Letters
Regarding “A Survey of Embedded Linux Packages” (LJ February 2001), thank you, thank you and thank you. I couldn't see the forest because all them damn trees were in the way. Your article really helped shed light on what the names are, who the players are and what the scope of the paradigm is.
Living in Northwestern Pennsylvania, we are kind of out of the Silicon Valley mail loop. I've been on Victor Yodaiken's RTL mailing list for two years and still didn't understand the landscape. Your article really helped.
Thanks for helping us stay current.
—Raymond C. Minich
There is an error in “The Best of Technical Support” in LJ February 2001. “ide-floppy” is not the appropriate module for ATAPI class ZIP drives. ide-floppy works for the original non-ATAPI IDE ZIP drives. The appropriate module is “ide-scsi”. This information may be found in the ZIP drive HOWTO.
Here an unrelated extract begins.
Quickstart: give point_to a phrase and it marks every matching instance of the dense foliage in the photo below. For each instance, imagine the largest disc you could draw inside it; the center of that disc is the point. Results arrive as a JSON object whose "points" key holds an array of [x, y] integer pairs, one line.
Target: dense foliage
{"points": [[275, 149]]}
This is a very serious difference. From firsthand experience, I know that using ide-floppy on an ATAPI class ZIP drive will seem to work but will invariably cause filesystem damage on the ZIP disk (unless one does read-only operations with it).
Sincerely yours,
—Michael O'Brien
One of the examples in Mick Bauer's “101 Uses of SSH, Part II” article (LJ February 2001) gives a misleading impression of security. Listing 6 shows how FTP can be tunneled over ssh port-forwarding. If this were any other protocol (say POP3 or IMAP), things would be fine.
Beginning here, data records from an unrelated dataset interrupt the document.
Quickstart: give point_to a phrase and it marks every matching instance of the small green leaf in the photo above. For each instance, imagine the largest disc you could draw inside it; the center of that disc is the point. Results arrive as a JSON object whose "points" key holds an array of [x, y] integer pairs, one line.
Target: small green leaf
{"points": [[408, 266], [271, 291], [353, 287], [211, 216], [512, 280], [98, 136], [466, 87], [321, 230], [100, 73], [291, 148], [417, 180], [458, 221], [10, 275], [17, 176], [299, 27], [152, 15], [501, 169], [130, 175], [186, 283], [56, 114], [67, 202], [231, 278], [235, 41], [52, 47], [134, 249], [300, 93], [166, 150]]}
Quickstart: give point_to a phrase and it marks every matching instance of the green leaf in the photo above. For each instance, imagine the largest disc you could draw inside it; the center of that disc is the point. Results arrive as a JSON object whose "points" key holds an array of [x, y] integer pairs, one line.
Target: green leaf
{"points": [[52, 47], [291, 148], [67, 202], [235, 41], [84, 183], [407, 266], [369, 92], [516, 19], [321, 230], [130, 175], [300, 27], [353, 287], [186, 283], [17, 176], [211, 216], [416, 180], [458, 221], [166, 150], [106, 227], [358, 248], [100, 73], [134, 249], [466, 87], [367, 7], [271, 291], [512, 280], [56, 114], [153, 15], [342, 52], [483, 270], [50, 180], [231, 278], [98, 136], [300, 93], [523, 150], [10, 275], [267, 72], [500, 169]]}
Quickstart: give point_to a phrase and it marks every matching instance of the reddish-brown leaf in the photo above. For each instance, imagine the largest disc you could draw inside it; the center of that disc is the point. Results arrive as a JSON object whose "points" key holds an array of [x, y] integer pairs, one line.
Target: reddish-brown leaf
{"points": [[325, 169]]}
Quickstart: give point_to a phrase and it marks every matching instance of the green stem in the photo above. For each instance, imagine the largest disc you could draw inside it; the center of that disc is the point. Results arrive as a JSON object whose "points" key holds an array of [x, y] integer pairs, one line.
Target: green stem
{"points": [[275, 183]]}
But FTP actually uses two connections, not just one. The primary connection (port 21) is used as a control channel, issuing commands to the server. The secondary channel is set up each time there is data to be transferred on a different and random port, if using passive mode. If you're not using passive mode, the situation gets worse. The server tries to make a connection back to you from port 20. Chances are this will be blocked stone dead by any firewall nearby.
Anyway, the ssh command will only forward the control channel and not the data channel. That is enough to protect your password but not the data that passes between the servers. This is a misleading state of affairs because the connection may well work, even though most of it goes unencrypted!
As far as I know, you cannot use FTP over SSH without implementing special “FTP watcher” routines inside ssh. This is not impossible; practically every NAT device on the market does the equivalent. An alternative might be to use the sftp command from ssh2. However, I'm not sure whether this is included in OpenSSH yet.
—Dominic Mitchell
You're absolutely correct. While I do think there's some value in encrypting the control channel even if the data channel is not, that was a poor example, especially since I didn't point out that the data channel does in fact go in clear text. But it does work, even without an FTP-watcher: I've been using FTP over SSH in the manner described in my article for a couple of years now. SCP is still the most secure way to transfer files with OpenSSH. SFTP is cool, but only partially supported in OpenSSH (client- or dæmon-only, I can't remember which). But you can use SSH Communications' “official” SSH v.2 for free if you run it on Linux, xBSD, etc., thanks to a new “Free Use for Open Source OSes” clause in its license.
—Mick Bauermick@visi.com
Out of all the articles I've read in LJ over the years, few have had as much impact on me as the one on vim (“That's Vimprovemnt! A BetterVi”, LJ February 2001). I often spend more time in vim than I do sleeping, and thanks to the article, I now have a few more tricks to use. Some of the most glaring features I was not aware of were the third mode (called visual), the command mode grep and split. I learned vanilla vi on Solaris, and there are a lot of features in vim I have obviously not picked up yet. That being the case, have you thought about a monthly feature on editors? Since I imagine a great deal of your readers spend a lot of time in editors such as emacs, vim, pico and the like, perhaps a regular feature is in order.